Menurut data Badan Pusat Statistik (BPS), setiap tahun dilakukan pembaruan data penerima bansos, namun hasilnya tetap menunjukkan banyaknya ketidak tepatan sasaran.
Warga miskin yang seharusnya menerima bantuan justru banyak yang tidak terdaftar, sementara sebagian warga yang tergolong mampu masih menerima bansos.

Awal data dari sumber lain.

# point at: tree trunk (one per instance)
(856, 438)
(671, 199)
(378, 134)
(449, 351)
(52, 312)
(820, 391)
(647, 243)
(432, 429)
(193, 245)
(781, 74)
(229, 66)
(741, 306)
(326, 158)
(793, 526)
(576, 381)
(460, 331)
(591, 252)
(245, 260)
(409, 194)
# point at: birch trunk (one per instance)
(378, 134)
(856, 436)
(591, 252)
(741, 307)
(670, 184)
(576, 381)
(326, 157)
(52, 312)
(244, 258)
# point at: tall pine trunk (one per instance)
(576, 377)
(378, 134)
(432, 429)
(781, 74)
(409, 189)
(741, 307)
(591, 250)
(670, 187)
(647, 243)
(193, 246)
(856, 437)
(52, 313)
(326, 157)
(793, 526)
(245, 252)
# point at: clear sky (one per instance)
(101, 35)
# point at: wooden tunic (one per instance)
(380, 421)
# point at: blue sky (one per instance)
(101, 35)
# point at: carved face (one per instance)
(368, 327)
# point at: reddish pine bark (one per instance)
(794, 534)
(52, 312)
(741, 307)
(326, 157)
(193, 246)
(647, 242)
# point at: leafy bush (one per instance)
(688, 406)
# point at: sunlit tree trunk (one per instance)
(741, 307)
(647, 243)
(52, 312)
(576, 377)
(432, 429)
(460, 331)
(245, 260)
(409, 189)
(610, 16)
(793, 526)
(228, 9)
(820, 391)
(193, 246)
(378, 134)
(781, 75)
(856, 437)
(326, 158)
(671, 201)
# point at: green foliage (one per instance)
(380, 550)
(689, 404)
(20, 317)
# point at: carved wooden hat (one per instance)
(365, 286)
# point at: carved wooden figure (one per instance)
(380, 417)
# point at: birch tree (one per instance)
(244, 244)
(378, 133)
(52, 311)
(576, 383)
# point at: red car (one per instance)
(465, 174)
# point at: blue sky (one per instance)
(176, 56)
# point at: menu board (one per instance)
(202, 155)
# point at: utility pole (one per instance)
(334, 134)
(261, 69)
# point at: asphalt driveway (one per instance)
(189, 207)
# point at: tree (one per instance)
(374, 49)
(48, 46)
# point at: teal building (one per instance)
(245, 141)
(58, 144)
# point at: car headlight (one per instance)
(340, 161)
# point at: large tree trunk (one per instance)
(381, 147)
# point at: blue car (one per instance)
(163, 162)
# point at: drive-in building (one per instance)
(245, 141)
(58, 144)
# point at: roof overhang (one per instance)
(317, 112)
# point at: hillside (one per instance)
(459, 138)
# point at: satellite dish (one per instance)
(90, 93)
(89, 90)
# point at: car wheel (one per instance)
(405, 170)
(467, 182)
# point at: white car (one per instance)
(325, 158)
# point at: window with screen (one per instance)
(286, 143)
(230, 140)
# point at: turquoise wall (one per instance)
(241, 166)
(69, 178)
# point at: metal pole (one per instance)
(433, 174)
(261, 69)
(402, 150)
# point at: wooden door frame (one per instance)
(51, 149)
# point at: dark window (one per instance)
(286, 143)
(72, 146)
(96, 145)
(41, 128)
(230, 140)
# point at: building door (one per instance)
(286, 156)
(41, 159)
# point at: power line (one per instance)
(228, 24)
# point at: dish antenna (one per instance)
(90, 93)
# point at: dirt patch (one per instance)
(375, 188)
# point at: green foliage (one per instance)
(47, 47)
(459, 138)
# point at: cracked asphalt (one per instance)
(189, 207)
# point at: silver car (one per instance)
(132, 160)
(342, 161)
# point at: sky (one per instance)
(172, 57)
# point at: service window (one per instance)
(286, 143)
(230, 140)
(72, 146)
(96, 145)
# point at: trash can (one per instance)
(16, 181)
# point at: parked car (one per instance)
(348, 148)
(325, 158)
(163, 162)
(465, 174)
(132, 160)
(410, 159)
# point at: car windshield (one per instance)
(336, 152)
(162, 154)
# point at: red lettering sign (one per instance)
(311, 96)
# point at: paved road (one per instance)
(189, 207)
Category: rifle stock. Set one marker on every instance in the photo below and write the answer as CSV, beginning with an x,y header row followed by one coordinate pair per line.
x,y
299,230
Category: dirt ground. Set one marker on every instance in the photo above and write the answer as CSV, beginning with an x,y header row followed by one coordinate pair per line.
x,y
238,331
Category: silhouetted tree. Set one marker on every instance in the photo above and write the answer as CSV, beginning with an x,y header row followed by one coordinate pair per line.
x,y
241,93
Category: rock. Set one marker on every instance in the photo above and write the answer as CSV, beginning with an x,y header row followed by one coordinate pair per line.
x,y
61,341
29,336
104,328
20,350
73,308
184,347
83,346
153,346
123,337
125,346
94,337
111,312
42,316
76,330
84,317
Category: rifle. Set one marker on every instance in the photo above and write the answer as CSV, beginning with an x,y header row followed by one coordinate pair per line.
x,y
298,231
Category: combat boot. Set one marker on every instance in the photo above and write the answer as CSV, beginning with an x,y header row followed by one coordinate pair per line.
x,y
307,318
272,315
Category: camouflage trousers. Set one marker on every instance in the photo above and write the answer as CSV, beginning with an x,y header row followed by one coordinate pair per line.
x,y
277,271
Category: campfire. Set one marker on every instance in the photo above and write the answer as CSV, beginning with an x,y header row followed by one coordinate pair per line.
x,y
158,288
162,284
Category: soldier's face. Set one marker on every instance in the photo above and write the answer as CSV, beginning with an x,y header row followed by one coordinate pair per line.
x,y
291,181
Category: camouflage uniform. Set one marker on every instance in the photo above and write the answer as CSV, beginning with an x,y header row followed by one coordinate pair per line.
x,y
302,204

Kondisi ini menimbulkan pertanyaan di kalangan masyarakat,apakah Dinas Sosial Kabupaten Rejang Lebong tidak mengetahui adanya ketidak tepatan penyaluran tersebut.
Beberapa warga mengaku sudah berulang kali melaporkan data penerima yang tidak sesuai, namun belum ada tindak lanjut nyata.
Saat dikonfirmasi kadis Dinsos Rejang lebong,provinsi Bengkulu HAMBALI mengatakan kami akan melakukan data ulang data Badan Pusat Statistik (BPS) dan konfirmasi ulang dengan pimpinan itu untuk berbicara lanjut tentang data-data siapa yang berhak menerima bantuan bansos itu.
Masyarakat berharap Pemerintah daerah dan pusat dapat meningkatkan ketelitian dalam pendataan penerima bantuan, agar bansos benar-benar tepat sasaran dan bermanfaat bagi warga yang benar-benar membutuhkan.